Oct. 16th: Soylent Green (1973)

Oct. 16th: Soylent Green (1973)
Soylent Green (1973)
Directed by Richard Fleischer
 
Some movies have been referenced so many times that you can pretty much piece together the whole thing without having watched it.  Soylent Green is one of those movies, the twist has been ruined for almost everyone, think The Empire Strikes Back.  I never had a big drive to watch this movie, but I put it on out of curiosity.
 
Soylent Green takes place in the future, where food is scarce and the world is overpopulated.  There is a company that makes food pieces called Soylent.  There are numerous colors, blue, red, yellow and the popular green.  Charleton Heston plays Detective Thorn whom is investigating the murder of a wealthy board member of the Soylent Company.  It his here where he stumbles across the gruesome truth behind the popular Soylent Green.

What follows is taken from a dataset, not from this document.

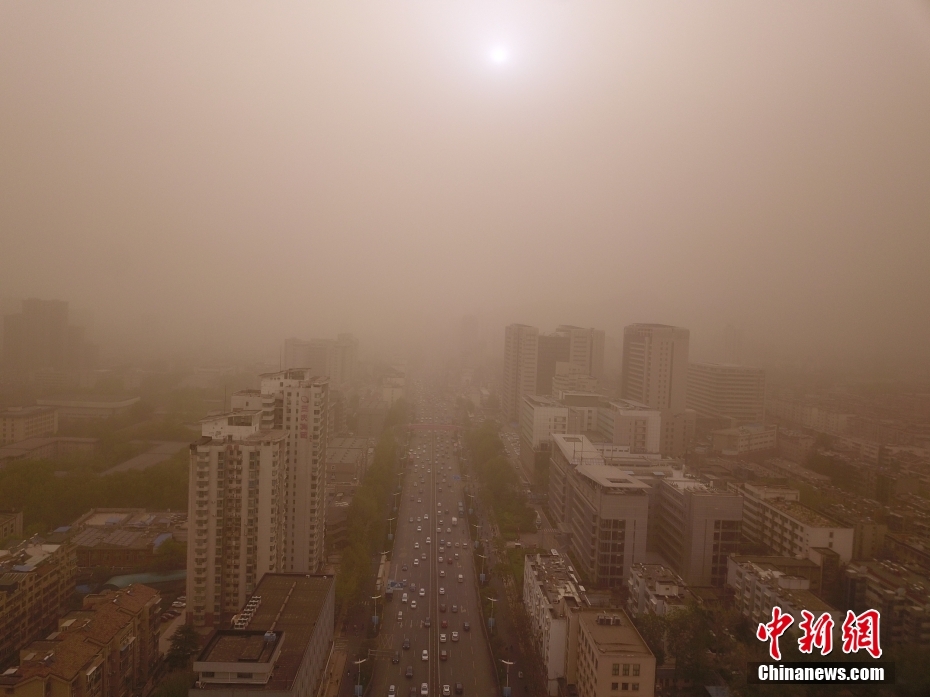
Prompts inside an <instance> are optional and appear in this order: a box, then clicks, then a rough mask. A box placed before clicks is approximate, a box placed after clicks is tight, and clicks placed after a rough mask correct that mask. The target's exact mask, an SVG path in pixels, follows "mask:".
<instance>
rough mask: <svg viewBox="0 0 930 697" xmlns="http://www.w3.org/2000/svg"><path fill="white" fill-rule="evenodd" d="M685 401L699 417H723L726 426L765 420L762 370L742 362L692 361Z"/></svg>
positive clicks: (764, 398) (764, 387) (755, 422)
mask: <svg viewBox="0 0 930 697" xmlns="http://www.w3.org/2000/svg"><path fill="white" fill-rule="evenodd" d="M687 405H688V408H689V409H693V410H694V411H695V412H696V413H697V417H698V418H704V419H725V420H729V421H730V422H731V423H729V424H727V425H728V426H739V425H741V424H745V423H761V422H762V421H764V420H765V371H764V370H762V369H761V368H749V367H747V366H741V365H727V364H722V363H691V364H689V366H688V388H687Z"/></svg>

The acting is pretty solid, I mean it’s Charleton Heston he’s good in everything from The Tend Commandments to Wayne’s World 2. Chuck Connors is a nice addition, I love Chuck Connors, he was genuinely frightening in Tourist Trap (watch that). The legend Edward G Robinson plays Heston’s friend Solomon Roth, a very intelligent former college professor. My only issue with the movie is that it is slow, very slow for a movie that is 97 minutes long. It really drags in parts and the build up is all for the heart sinking ending, which itself is good, but watching it with 2023 eyes makes it seem dated.

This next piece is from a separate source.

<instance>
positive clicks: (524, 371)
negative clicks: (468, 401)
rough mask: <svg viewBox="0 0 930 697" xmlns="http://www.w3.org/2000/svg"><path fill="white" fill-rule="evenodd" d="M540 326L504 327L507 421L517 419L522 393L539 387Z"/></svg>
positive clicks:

There aren’t a lot of kills or special effects in this movie. It relies heavily on tension and the slow burn pacing, which has come back due to A24 and films like Midsommar & Hereditary. If you are into that kind of stuff, you might enjoy this more. I really had a difficult time with this, my mind wandered a lot. The slow burn was a little too slow for me. I knew the shock ending so I didn’t have that to look forward to. Soylent Green is made form people, that’s how they recycle the large population and solve the hunger issue. Getting two birds stoned at once right? Anyway, this is a classic and probably deserves a better grade than I can give it personally, I went with a C+.